声明・決議まど
憲法96条の改定に反対する。憲法の精神と原理を守り、活かそう
(長文のため冒頭部分、末尾部分を割愛)
改憲規定を定めた憲法96条は国会総議員の3分の2の賛成を発議の条件とし、その後の国民投投票の過半数の賛成をもって憲法改正が出来ることを定めている。いま、9条改憲を目論む自民党や日本維新の会、みんなの党は、この発議要件を過半数とし、改憲のハードルを下げようと96条改憲を参院選の争点にしようとしている。

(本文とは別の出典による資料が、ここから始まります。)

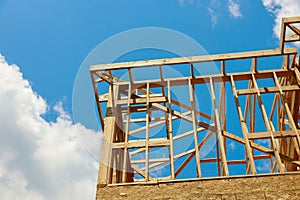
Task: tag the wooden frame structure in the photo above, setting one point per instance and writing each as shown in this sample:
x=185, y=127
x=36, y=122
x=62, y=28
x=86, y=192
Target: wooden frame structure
x=264, y=124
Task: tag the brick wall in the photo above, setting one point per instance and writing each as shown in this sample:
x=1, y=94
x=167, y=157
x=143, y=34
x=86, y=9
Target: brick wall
x=280, y=186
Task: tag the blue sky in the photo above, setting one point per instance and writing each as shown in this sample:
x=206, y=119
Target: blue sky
x=49, y=40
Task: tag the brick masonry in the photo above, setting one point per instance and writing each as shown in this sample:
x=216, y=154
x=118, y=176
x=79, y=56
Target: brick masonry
x=278, y=186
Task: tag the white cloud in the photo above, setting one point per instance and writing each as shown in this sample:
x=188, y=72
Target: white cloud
x=40, y=159
x=234, y=9
x=213, y=17
x=280, y=9
x=183, y=2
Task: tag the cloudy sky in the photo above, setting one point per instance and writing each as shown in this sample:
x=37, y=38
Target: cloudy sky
x=44, y=43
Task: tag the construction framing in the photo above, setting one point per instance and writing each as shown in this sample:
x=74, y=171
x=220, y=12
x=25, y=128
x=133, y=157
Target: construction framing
x=250, y=115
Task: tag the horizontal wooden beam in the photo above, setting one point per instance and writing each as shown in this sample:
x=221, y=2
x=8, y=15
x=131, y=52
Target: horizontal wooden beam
x=277, y=134
x=269, y=90
x=192, y=59
x=157, y=142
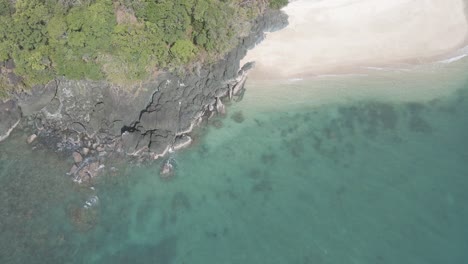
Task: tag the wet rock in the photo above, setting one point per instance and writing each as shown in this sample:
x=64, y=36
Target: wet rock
x=31, y=138
x=77, y=157
x=167, y=170
x=182, y=142
x=73, y=170
x=85, y=151
x=220, y=108
x=37, y=98
x=10, y=115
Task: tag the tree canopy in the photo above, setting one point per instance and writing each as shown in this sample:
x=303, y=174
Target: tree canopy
x=118, y=40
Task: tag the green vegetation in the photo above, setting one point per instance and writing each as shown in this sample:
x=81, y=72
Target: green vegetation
x=119, y=40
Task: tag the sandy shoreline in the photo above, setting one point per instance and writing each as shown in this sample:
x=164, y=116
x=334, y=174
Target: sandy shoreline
x=344, y=36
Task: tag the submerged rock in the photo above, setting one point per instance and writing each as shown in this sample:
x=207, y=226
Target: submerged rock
x=77, y=157
x=31, y=138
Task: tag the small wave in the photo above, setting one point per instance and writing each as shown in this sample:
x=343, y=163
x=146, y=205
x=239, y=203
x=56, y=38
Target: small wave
x=295, y=79
x=456, y=58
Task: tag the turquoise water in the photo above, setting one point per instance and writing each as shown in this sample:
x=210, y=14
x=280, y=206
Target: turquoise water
x=365, y=181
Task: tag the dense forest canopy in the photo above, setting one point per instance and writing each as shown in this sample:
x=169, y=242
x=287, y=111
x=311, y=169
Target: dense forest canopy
x=119, y=40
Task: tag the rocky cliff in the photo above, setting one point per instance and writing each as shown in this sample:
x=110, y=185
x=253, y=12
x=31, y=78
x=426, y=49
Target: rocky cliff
x=147, y=119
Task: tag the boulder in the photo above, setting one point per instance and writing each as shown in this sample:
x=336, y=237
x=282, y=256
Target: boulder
x=77, y=157
x=10, y=115
x=31, y=138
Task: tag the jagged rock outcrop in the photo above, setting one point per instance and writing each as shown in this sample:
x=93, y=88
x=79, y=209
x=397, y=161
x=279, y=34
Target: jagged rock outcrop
x=10, y=116
x=150, y=118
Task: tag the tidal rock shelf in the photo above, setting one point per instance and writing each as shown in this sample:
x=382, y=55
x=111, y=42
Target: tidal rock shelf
x=147, y=120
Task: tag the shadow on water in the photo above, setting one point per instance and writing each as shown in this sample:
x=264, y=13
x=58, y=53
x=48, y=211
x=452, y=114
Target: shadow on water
x=163, y=252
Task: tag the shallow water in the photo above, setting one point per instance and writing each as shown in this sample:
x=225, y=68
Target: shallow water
x=358, y=181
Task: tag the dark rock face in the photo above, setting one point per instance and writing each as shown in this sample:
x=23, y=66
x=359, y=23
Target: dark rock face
x=10, y=116
x=148, y=119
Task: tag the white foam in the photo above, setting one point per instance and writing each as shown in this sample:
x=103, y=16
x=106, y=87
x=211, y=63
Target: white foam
x=456, y=58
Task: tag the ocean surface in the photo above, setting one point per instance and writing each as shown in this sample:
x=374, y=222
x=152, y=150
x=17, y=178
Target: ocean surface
x=293, y=178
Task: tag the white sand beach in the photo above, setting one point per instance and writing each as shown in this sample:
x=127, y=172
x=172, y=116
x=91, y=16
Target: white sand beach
x=350, y=36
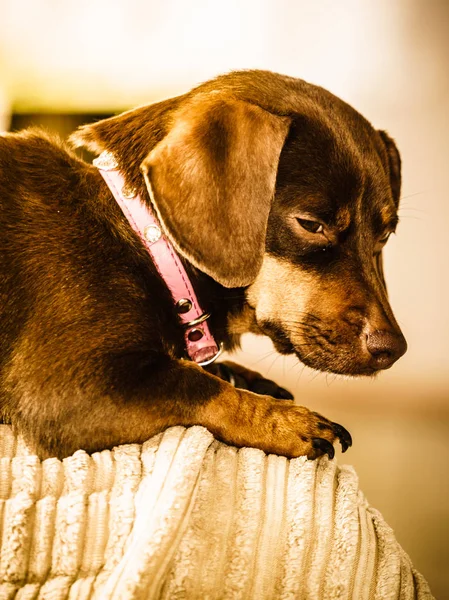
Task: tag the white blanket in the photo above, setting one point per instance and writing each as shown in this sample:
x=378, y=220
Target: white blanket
x=185, y=516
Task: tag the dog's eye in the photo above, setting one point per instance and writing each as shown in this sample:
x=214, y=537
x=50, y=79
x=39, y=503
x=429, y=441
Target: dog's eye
x=384, y=239
x=311, y=226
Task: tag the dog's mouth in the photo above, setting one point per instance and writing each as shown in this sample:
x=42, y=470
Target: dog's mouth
x=327, y=350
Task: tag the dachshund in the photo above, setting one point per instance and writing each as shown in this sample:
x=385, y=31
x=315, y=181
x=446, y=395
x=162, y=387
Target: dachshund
x=278, y=197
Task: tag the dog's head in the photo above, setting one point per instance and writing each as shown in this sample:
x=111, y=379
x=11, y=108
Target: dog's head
x=269, y=183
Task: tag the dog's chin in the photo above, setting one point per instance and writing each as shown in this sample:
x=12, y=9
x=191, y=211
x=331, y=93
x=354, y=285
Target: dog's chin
x=341, y=362
x=337, y=364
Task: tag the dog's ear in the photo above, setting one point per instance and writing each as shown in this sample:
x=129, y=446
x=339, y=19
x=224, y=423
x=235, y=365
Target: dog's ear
x=211, y=180
x=394, y=164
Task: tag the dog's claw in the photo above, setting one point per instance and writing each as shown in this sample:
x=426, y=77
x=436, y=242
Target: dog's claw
x=324, y=445
x=344, y=436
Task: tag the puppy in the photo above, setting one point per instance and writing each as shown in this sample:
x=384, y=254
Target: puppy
x=278, y=197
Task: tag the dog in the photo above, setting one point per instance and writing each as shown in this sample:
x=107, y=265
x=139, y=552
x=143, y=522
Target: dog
x=278, y=197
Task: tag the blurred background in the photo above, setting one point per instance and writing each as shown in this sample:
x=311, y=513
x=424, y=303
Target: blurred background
x=64, y=63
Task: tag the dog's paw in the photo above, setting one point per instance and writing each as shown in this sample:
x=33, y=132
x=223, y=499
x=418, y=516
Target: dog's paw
x=245, y=379
x=242, y=418
x=297, y=431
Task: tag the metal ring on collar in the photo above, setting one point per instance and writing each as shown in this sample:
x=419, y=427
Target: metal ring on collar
x=211, y=360
x=197, y=321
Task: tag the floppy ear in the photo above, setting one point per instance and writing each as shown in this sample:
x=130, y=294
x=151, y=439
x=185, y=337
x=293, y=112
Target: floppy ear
x=211, y=180
x=394, y=163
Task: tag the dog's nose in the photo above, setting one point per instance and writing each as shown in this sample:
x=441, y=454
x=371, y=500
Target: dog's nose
x=385, y=347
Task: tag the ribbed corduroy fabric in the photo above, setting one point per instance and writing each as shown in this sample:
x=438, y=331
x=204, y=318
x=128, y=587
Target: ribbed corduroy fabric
x=184, y=516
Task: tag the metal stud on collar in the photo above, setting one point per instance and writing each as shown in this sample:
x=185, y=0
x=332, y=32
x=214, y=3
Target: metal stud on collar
x=152, y=233
x=106, y=161
x=129, y=192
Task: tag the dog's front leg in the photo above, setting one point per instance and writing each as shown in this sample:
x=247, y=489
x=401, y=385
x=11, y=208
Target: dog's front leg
x=245, y=379
x=182, y=393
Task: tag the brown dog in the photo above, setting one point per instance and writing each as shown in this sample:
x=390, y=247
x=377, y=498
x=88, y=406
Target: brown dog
x=278, y=196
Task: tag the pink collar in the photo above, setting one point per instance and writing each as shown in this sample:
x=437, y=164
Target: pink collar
x=200, y=344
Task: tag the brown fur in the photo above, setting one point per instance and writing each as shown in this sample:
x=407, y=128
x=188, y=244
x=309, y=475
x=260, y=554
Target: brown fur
x=90, y=343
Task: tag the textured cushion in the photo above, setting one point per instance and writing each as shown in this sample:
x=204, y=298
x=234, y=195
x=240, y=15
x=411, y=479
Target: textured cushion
x=185, y=516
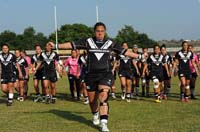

しかし、憲法改正の発議要件の緩和はときの政権の恣意によって、いつでも憲法の中身を簡単に変えやすくし、議会多数派の横暴に道を開くことになる。憲法96条は、こうした権力の横暴に歯止めをかけ、国民が権力の横暴を縛る近代立憲主義の精神と原理を担保するものである。
「改憲」を立党の目的としてきた自民党が昨年4月決定・公表した「日本国憲法改正草案」は、天皇元首化、9条の平和主義の否定のみならず、国民主権、基本的人権を制約するもので、憲法の原理そのものを破壊する内容である。
私たちが言論、報道、表現活動に携わるものとして見過ごせないのは、憲法21条に新たに「公益と公の秩序を害する活動や結社は認められない」を追加し、ときの権力、政権によって言論表現の弾圧を可能にするものに変えようとしていることである。
こうした背景のもとで、改憲発議要件を先行して緩和を図る今回の自民党・安倍政権の96条先行改憲の動きは、極めて危険かつ欺瞞的な策動と言わざるを得ない。私たちはこの策動に反対し第9条をはじめとする日本国憲法の精神とその原理を守り、強めるため、あらゆる場で取り組むことを改めて宣言する。